Architizer News
Calling All Spelunkers! Snøhetta’s Lascaux Cave Replica To Open In 2015
November 13, 2012
Like stargazers and fans of deep-sea exploration, admirers of prehistoric cave paintings have virtually no opportunity to access the real thing. For a brief heyday in the mid-20th century, the roughly 17,000-year-old Lascaux cave paintings in Montignac, France, were open to the public. But the discovery that visitors’ collective exhalations of carbon dioxide had damaged the artwork put an end to public tours in 1963. Since then, Paleolithic hobbyists and would-be spelunkers have just had a choice of simulacra. There’s Lascaux II, a reproduction of two halls of the caves, which opened near the Lascaux site in 1983. And Werner Herzog’s 3D film Cave of Forgotten Dreams, depicting the 30,000-year-old cave paintings at Chauvet-Pont-d’Arc in southern France. And, er, the Paleo diet!
But perhaps our favorite simulacrum is Snøhetta‘s design for Lascaux IV, the largest-yet replica of the underground tunnels of Lascaux.

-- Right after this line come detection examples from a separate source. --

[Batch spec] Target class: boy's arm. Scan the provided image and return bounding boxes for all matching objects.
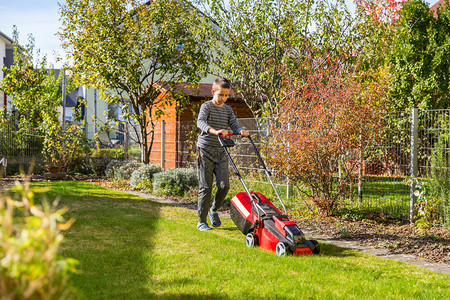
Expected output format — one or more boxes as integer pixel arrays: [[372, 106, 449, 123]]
[[228, 107, 249, 136]]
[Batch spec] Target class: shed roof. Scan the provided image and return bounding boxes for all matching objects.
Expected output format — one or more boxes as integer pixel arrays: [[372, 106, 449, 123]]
[[430, 0, 445, 18], [172, 83, 241, 98]]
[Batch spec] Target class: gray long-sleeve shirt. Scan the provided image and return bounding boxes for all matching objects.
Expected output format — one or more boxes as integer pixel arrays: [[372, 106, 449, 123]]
[[197, 101, 243, 149]]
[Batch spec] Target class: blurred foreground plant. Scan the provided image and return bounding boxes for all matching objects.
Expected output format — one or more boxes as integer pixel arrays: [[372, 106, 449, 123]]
[[0, 181, 78, 299]]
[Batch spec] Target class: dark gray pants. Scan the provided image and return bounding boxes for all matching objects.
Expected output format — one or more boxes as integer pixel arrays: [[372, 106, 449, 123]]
[[197, 148, 230, 223]]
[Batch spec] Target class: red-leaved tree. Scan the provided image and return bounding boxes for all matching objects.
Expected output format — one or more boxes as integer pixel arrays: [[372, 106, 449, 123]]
[[267, 63, 387, 214]]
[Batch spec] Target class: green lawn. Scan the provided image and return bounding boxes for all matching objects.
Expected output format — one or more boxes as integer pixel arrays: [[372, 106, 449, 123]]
[[34, 182, 450, 299]]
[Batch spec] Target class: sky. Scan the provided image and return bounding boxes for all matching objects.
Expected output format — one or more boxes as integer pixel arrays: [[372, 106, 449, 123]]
[[0, 0, 438, 68]]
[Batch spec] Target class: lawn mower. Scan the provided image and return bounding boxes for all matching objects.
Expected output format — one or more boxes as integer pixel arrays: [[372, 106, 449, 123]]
[[218, 133, 320, 256]]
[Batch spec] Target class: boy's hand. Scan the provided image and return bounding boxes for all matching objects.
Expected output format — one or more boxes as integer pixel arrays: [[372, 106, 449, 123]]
[[240, 130, 250, 136], [211, 129, 228, 136]]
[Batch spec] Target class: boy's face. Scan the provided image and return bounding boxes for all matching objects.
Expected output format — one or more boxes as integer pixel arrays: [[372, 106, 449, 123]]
[[211, 87, 230, 107]]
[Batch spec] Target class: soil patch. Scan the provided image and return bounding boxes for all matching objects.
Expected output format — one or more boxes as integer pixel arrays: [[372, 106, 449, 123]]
[[0, 176, 450, 265]]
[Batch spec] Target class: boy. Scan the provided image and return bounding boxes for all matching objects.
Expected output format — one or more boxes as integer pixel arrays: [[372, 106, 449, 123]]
[[197, 77, 248, 231]]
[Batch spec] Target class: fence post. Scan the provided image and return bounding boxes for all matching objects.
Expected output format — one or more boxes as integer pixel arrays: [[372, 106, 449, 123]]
[[161, 120, 166, 170], [409, 106, 419, 223], [286, 122, 292, 201], [123, 121, 128, 160]]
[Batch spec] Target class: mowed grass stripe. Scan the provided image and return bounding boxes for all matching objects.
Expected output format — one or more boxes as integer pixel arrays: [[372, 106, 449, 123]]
[[29, 182, 450, 299]]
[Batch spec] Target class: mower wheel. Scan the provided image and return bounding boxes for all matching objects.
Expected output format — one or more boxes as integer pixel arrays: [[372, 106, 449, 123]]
[[311, 240, 320, 254], [275, 242, 289, 256], [245, 232, 256, 248]]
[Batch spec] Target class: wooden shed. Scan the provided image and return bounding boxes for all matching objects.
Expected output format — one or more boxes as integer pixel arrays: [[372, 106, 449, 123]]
[[150, 83, 254, 169]]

The 86,000-square-foot International Centre of Cave Art, slated to open in July 2015, will reproduce the experience of spelunking by sending visitors down into a system of tunnels dug deep into the hillside. Also, everyone will get a flashlight and cape! Read more.
Set at the juncture of a densely forested hill and a valley of farmland, the entrance to Lascaux IV will hew closely to the hillside, picking up on the surrounding limestone topography with a roof line that suggests a series of cuts in the landscape. The plan mimics a cave’s sharp division between above ground and below, between light and dark. Exhibition areas are buried underground, and public spaces—reception, dining—are awash in light from the facade’s expansive windows. Where the two zones meet, a natural fault in the rocky hillside sends splintered rays of sun down into the museum’s information center. According to Snøhetta’s design brief, “A visit to the Centre offers a reflection of the sublime landscape, with the visitor ascending and descending, inside and outside, between earth and sky.”